A essência do problema reside na preservação do "status quo", um acordo delicado que desde 1967 permite aos muçulmanos orarem livremente na Al-Aqsa, enquanto judeus podem apenas visitar o local. A Jordânia mantém a custódia administrativa. Contudo, relatos recentes indicam uma mudança alarmante: o número de fiéis muçulmanos teria sido reduzido, enquanto visitantes judeus estariam sendo autorizados a realizar rituais abertamente, prática proibida por décadas.
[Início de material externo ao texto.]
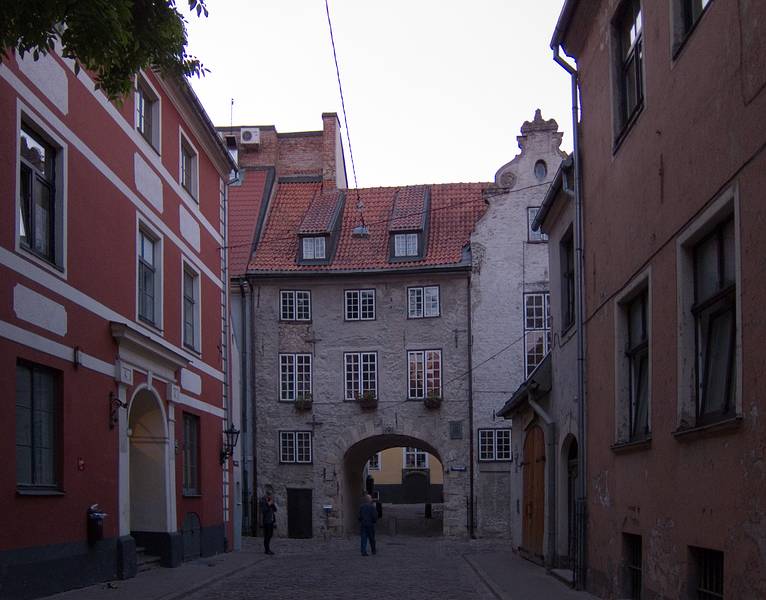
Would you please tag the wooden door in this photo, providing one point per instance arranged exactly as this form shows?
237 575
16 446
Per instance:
299 513
533 524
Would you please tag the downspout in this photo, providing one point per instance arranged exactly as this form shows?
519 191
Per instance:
471 525
580 569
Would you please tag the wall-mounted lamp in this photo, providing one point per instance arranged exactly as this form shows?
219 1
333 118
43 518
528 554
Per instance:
232 436
114 404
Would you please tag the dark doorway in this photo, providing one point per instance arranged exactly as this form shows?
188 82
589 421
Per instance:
299 511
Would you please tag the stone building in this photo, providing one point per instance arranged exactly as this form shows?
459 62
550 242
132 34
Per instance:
509 313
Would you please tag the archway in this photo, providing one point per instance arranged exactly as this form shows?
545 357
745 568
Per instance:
148 465
419 489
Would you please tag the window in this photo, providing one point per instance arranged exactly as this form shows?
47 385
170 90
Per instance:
38 449
191 455
149 267
715 322
423 302
295 305
425 374
629 38
405 244
188 167
314 248
147 112
537 329
361 374
494 444
360 305
566 256
295 447
374 463
632 551
532 235
294 376
415 458
191 326
40 206
707 573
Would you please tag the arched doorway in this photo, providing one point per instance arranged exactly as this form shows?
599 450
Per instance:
148 465
533 520
418 506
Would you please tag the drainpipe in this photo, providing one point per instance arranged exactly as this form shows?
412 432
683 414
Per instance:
582 488
471 525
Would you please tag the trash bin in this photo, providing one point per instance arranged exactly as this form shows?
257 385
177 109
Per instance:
95 524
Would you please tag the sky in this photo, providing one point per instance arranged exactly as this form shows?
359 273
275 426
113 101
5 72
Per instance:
435 91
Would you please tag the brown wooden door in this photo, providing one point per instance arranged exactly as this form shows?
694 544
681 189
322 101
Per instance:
534 491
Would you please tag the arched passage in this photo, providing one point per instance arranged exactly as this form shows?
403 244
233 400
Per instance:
356 458
148 464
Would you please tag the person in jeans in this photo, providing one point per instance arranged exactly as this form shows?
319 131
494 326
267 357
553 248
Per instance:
368 516
268 519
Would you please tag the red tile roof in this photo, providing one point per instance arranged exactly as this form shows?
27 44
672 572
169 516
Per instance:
454 210
244 207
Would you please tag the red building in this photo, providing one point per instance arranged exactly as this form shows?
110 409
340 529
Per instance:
113 340
673 167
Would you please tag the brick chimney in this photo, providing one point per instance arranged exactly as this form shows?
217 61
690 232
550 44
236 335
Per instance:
333 162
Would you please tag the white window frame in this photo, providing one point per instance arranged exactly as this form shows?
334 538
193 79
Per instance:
143 227
196 345
311 246
294 295
358 373
531 334
722 208
357 312
26 117
193 189
425 374
406 245
298 387
295 438
494 454
418 305
155 142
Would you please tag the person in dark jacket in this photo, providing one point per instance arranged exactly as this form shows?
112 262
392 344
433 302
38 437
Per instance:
268 518
368 516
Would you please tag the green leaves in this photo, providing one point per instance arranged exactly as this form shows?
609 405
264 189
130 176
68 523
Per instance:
112 39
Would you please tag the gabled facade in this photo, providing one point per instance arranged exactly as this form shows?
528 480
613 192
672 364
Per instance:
113 341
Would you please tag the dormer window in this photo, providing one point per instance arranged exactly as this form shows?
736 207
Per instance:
405 244
314 248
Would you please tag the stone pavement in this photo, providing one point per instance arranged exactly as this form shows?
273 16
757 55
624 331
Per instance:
405 568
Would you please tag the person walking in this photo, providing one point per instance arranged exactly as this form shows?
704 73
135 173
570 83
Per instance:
368 516
268 520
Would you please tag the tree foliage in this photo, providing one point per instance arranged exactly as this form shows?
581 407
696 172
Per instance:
113 39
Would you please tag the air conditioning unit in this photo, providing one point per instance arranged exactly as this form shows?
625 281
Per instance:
250 136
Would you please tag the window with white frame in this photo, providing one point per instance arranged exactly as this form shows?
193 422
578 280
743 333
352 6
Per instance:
149 277
360 305
494 444
537 329
405 244
295 305
295 447
423 302
294 377
361 374
191 308
314 248
40 199
147 112
534 235
414 458
425 374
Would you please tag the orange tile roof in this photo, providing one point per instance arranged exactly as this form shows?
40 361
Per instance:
454 210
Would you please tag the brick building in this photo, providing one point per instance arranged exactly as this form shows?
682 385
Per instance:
112 329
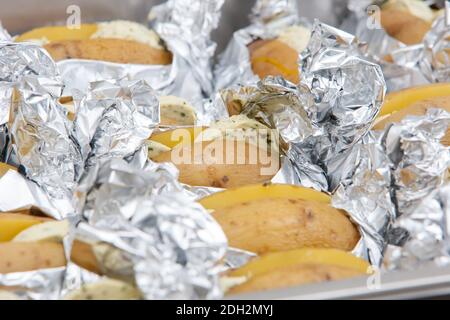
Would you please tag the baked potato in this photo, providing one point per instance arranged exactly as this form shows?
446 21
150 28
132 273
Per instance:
292 218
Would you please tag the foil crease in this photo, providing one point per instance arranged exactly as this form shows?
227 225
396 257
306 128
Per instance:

Houve também relatos de impedimento de entrada de funcionários do Waqf e até de planos de transformar a área em um "centro multirreligioso", embora negados pelos EUA.
As implicações são vastas. A história já demonstrou o potencial explosivo de alterações no "status quo"; a visita de Ariel Sharon à Al-Aqsa em 2000 é considerada um dos gatilhos para a Segunda Intifada, e medidas de segurança de 2017 resultaram em protestos mortais. A retórica de grupos extremistas judeus, que há décadas advogam pela demolição da mesquita para a construção de um novo templo, ganhou espaço político. Especialistas alertam que qualquer alteração nesta condição pode deflagrar não apenas revoltas populares no mundo islâmico, mas um conflito religioso com repercussões globais incalculáveis.
Por que isso importa?
Contexto Rápido
- A ocupação israelense de Jerusalém Oriental em 1967 e o estabelecimento do "status quo" para a gestão dos locais sagrados, visando a coexistência religiosa.
- A crescente influência de grupos radicais judeus no cenário político israelense, defendendo abertamente a alteração das regras no Monte do Templo/Esplanada das Mesquitas.
- A Mesquita de Al-Aqsa não é apenas um local de culto, mas um símbolo central da identidade palestina e um catalisador para sentimentos pan-islâmicos, com a Jordânia mantendo custódia histórica.
- Antecedentes de violência: eventos de 2000 (Segunda Intifada) e 2017 (protestos mortais) após percepções de violações do "status quo".